There was a cool sports moment over the weekend during the first round of the NBA playoffs. In a game between the in-state rival Dallas Mavericks and San Antonio Spurs, San Antonio head coach Gregg Popovich was interviewed in the middle of the game, as he often is. Popovich has a well documented history of messing with and being terse with flamboyantly dressed TNT sideline reporter Craig Sager. Sager, who missed the game after it was announced that he had leukemia, was replaced by his son Craig Sager Jr. Sager Jr was not as brightly dressed as his father normally is, but he stepped in to ask the tough questions and he got this response from Coach Pop.
This was a nice thing to see from a guy that’s normally short with the media.

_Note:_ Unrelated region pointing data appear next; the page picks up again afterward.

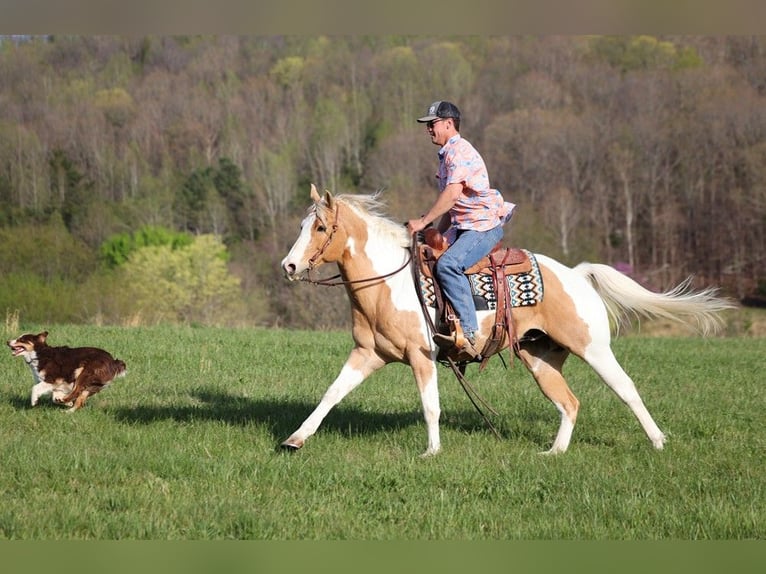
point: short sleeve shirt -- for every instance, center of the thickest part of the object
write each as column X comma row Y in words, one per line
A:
column 480, row 207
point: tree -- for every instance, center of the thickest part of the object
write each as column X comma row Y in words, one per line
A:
column 189, row 284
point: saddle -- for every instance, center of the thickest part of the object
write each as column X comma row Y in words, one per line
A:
column 501, row 262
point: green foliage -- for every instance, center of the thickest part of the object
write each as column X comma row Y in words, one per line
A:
column 288, row 71
column 197, row 200
column 189, row 284
column 116, row 250
column 41, row 299
column 630, row 53
column 46, row 250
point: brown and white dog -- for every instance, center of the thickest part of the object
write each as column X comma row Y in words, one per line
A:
column 71, row 375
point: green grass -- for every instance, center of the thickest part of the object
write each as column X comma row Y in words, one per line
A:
column 184, row 447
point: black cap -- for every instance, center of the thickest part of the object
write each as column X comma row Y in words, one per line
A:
column 440, row 110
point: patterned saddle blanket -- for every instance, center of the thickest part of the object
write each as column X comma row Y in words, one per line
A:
column 525, row 283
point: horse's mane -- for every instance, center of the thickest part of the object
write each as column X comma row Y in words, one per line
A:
column 372, row 209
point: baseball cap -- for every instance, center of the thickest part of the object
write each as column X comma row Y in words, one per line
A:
column 440, row 110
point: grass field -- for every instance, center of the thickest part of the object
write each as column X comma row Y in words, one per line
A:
column 183, row 447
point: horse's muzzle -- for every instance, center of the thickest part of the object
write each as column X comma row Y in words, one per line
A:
column 289, row 271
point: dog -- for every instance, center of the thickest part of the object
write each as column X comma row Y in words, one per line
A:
column 71, row 375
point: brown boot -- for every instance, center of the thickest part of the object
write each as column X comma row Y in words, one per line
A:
column 469, row 348
column 444, row 341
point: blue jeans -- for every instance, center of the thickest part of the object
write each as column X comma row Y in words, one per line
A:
column 469, row 247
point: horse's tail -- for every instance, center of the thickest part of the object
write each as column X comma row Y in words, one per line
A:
column 626, row 299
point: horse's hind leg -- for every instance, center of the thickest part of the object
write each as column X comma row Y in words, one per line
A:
column 545, row 359
column 603, row 361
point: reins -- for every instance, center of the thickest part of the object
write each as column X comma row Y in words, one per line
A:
column 414, row 258
column 335, row 280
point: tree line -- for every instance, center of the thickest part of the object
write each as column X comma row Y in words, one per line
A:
column 648, row 153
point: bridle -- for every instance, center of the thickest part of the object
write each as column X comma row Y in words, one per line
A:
column 335, row 280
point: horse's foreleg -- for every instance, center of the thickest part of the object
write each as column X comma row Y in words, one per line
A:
column 426, row 379
column 603, row 361
column 358, row 367
column 545, row 359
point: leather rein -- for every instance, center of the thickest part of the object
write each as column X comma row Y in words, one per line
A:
column 336, row 280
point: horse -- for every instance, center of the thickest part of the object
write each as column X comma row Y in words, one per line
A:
column 581, row 308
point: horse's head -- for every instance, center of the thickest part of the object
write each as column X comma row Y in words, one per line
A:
column 321, row 239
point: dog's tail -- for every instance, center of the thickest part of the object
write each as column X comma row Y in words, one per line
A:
column 119, row 367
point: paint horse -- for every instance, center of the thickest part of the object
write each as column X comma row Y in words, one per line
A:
column 389, row 324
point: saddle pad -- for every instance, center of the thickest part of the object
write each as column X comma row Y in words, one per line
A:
column 526, row 289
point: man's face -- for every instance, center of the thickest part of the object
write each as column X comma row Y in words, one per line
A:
column 440, row 130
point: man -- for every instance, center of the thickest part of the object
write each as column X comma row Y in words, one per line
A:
column 470, row 215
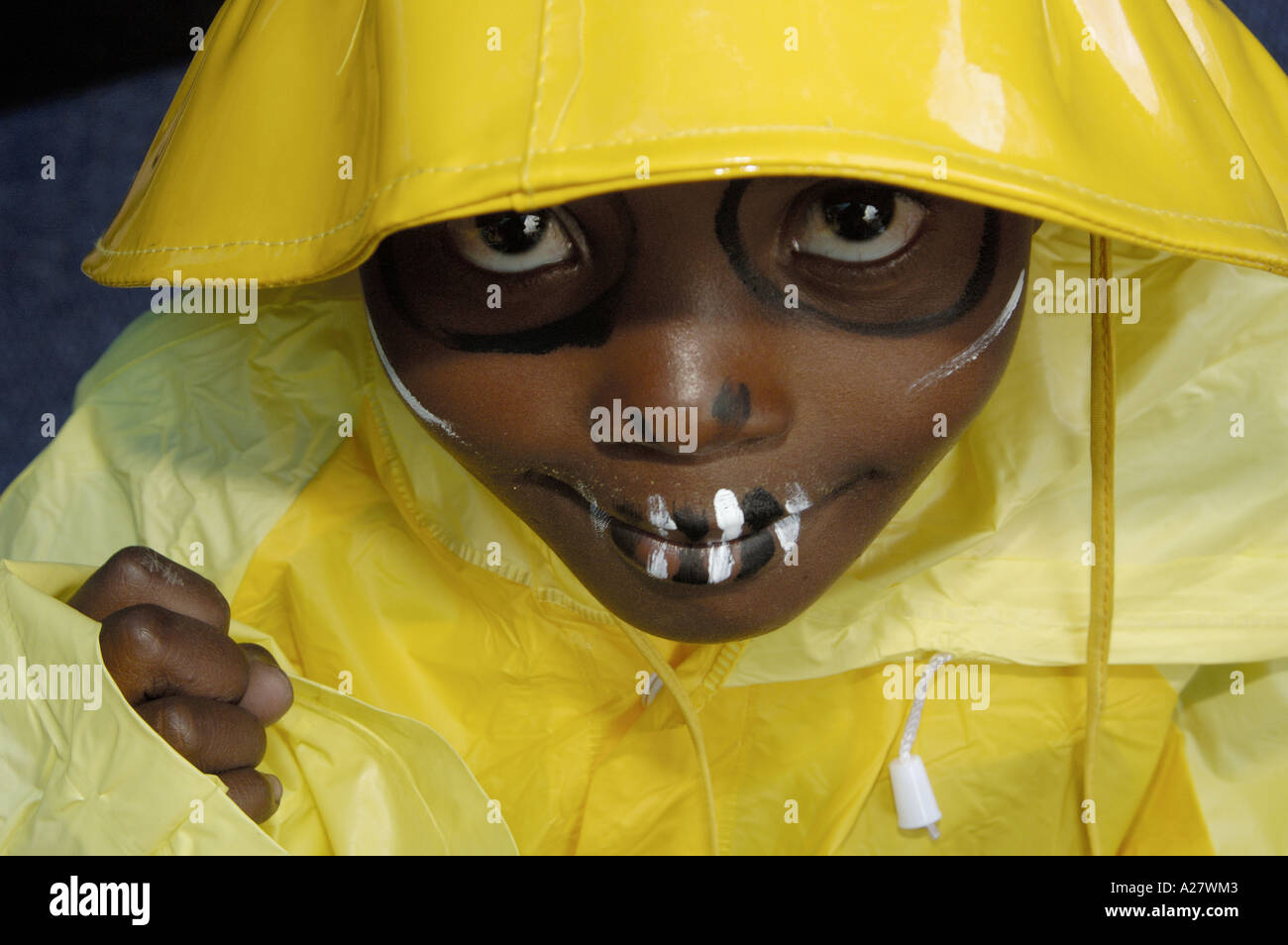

Popovich more than Phil Jackson is this generation’s Red Auerbach, in that he’s stayed with one team and developed a system that wins consistently without following the next superstar around. Like Red, he doesn’t really care what the media writes about him, and he must be really aggravating for sportswriters in San Antonio, who only have the one major professional team. He’s basketball’s answer to Bill Belichick or John Tortorella. Those guys are so short with the media that it’s become a game outside of the actual games. This weekend, we saw a different side of Coach Pop. Sager has been his nemesis for years, but he realizes the games won’t be the same without him. He didn’t have to take a live interview in the middle of a playoff game if he didn’t want to, and he did anyway. There is a lot to like about the way the Spurs play the game of basketball, and now there’s reason to like the coach if you didn’t before.
The Spurs find themselves in a position similar to the Boston Bruins in hockey. They were very close to winning it all in 2013, and feel like they left a championship banner on the table, but instead of wallowing in self-pity and having a hangover season, like the New Jersey Devils did last year, or the Vancouver Canucks the year before, they played with a heightened sense of determination people didn’t realize they had. Both the Bruins and the Spurs are the top teams heading into the playoffs, and the playoffs were the only thing they were thinking about in the regular season. Coach Pop, Tim Duncan, and the Spurs are looking for their fifth NBA Title, after they were so close to upsetting LeBron James and the Miami Heat last June, until Ray Allen hit maybe the biggest three point shot of his Hall of Fame career, while the Bruins are looking for their franchise’s seventh Stanley Cup championship. Now we get to sit back and see how it all plays out. Hopefully Sager makes a recovery and will be back on the sidelines soon as well.